Pas de quoi rassurer les parlementaires. « Le cadre de la Commission européenne va se traduire par des diminutions très sensibles des aides directes, -15% pour le premier pilier de la PAC », a alerté le sénateur PS Franck Montaugé. « Arrêtez de dire que le budget va baisser de 15 % […] à moins que vous ne soyez porte-parole de la Commission européenne. C’est ce qu’elle veut, mais nous ne sommes pas favorables à cela. Et ce n’est pas ce qu’il va se passer […] Rassurez-vous », a répété Didier Guillaume.

Didier Guillaume cerné par les critiques sur le bilan de la loi Egalim

Autre sujet de discorde : la loi Egalim. Des bancs de la gauche à la droite, plusieurs sénateurs ont rappelé que la loi agriculture et alimentaire, censée améliorer les revenus des producteurs en partant des coûts de production, n’a pas eu les effets escomptés. Les résultats sont jugés « insuffisants » dans plusieurs filières, notamment la filière de viande bovine. Le « blocage » de la distribution est clairement pointé du doigt. « Il n’y a aucune contrainte dans la loi, pas de véritable moyen de pression », a relevé la sénatrice LREM Noëlle Rauscent.

Ces derniers mois, le Sénat a multiplié les initiatives législatives pour essayer de corriger les failles de ce texte né des États généraux de l’alimentation. Les dispositions de la loi, sur le volet commercial, ne font actuellement l’objet que d’une expérimentation de deux ans. Et celle-ci arrive à son terme en décembre. C’est peu dire que les sénateurs ont moyennement apprécié l’article 44 du projet de loi d’accélération et de simplification de l’action publique (ASAP), qui propose une nouvelle prolongation de l’encadrement des promotions et de la relève du seuil de revente à perte. « Sans aucune évaluation, vous demandez aujourd’hui au Parlement de prolonger un dispositif qui fragilise nos territoires », s’est exclamé Alain Houpert (LR).

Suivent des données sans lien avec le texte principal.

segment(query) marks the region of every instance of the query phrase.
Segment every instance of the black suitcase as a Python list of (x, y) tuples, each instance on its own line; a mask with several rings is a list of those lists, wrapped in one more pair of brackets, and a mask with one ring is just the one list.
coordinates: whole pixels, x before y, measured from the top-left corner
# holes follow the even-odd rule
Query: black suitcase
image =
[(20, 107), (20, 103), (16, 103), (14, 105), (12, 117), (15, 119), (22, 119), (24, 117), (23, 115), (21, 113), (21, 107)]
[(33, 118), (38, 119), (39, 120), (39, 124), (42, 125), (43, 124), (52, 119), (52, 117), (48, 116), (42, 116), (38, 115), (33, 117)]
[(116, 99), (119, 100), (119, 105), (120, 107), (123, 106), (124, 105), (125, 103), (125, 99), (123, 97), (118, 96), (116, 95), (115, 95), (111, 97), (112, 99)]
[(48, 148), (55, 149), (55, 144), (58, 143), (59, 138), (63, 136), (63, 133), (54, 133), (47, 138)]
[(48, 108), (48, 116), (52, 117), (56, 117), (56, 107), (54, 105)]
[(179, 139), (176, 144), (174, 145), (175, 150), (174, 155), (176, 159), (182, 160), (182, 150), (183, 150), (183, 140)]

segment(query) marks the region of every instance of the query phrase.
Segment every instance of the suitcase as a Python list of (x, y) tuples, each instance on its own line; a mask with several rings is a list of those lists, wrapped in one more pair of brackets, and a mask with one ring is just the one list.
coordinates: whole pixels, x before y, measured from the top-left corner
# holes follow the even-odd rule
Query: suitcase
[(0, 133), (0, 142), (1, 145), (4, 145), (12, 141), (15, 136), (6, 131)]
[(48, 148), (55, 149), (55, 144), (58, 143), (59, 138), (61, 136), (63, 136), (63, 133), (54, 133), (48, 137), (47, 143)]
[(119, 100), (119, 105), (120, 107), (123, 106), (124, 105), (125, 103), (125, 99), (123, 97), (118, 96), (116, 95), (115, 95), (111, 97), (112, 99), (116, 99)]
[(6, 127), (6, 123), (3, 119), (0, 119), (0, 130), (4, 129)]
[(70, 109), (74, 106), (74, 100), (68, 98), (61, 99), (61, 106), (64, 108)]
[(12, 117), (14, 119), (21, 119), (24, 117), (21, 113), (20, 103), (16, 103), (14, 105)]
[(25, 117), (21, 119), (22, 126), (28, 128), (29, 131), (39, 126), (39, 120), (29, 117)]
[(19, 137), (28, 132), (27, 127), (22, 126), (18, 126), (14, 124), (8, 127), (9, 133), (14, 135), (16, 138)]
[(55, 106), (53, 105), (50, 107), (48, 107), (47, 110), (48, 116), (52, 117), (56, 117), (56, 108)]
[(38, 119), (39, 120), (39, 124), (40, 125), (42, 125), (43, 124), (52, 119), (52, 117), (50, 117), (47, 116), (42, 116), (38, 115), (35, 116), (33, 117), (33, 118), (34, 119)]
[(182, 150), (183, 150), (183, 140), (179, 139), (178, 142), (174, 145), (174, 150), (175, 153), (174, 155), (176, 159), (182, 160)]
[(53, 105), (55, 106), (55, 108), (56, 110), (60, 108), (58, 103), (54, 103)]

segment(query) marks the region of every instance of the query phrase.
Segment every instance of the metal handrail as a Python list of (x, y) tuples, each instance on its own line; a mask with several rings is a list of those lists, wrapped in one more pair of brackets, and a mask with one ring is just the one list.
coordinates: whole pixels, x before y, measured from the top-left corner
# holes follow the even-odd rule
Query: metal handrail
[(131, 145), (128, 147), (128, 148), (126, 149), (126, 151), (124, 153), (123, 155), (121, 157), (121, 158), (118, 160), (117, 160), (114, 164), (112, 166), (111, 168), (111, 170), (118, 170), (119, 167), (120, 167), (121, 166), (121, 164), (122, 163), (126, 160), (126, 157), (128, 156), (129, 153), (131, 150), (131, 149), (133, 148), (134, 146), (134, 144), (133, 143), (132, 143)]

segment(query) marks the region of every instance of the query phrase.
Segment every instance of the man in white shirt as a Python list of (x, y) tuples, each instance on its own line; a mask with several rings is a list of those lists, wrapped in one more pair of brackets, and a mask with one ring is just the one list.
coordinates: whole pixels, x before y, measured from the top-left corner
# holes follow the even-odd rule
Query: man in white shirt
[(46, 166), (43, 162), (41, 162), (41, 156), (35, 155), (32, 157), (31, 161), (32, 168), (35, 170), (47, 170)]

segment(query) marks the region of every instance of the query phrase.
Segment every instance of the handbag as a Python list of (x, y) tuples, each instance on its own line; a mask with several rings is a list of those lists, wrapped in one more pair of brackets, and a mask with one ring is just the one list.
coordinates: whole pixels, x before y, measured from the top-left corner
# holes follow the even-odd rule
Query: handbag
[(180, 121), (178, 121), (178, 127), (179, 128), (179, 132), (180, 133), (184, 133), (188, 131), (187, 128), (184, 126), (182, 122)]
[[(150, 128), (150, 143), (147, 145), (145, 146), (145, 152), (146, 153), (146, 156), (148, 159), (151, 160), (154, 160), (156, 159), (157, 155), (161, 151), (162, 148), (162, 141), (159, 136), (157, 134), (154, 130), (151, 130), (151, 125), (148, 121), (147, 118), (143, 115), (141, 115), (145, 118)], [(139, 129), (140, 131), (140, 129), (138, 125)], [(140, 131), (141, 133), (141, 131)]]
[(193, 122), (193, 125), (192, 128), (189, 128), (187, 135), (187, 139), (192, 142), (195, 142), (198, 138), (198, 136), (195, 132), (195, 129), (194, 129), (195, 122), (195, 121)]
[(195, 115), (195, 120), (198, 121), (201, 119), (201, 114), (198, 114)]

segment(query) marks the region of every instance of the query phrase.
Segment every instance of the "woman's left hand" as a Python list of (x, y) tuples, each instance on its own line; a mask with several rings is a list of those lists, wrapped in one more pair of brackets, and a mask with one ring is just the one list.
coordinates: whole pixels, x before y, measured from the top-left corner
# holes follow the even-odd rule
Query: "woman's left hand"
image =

Pour Didier Guillaume, il s’agit d’un « filet de sécurité », destiné à donner à la loi Egalim sa chance. « On verra bien comment les choses se passeront. » Partisan d’une vision du verre à moitié plein, le ministre de l’Agriculture considère que les « choses avancent »... même si « le compte n’y est pas ». Il a rappelé que les négociations entre filières de production, industriels et distribution allaient se poursuivre jusqu’au 1er mars et que le Salon de la porte de Versailles était traditionnement marqué par une « accélération » de ces discussions. « Il ne s’agit pas aujourd’hui de se laisser quelques mois, mais de prendre les mesures, d’agir », a rétorqué la sénatrice communiste Cécile Cukierman.

Quoiqu’il se passe, le rapport de force reste inégal. « Il faut lutter contre la suprématie des quatre centrales d’achat, la loi Egalim ne le règle pas », a soulevé Laurent Duplomb. Sur le terrain des normes sanitaires, alors que le traité de libre-échange avec le Canada (Ceta) fait hurler les syndicats agricoles, le ministre a répondu : « N’importons pas une alimentation que nous ne voulons pas. »

« On ne fait pas muter l’agriculture au rythme des tweets »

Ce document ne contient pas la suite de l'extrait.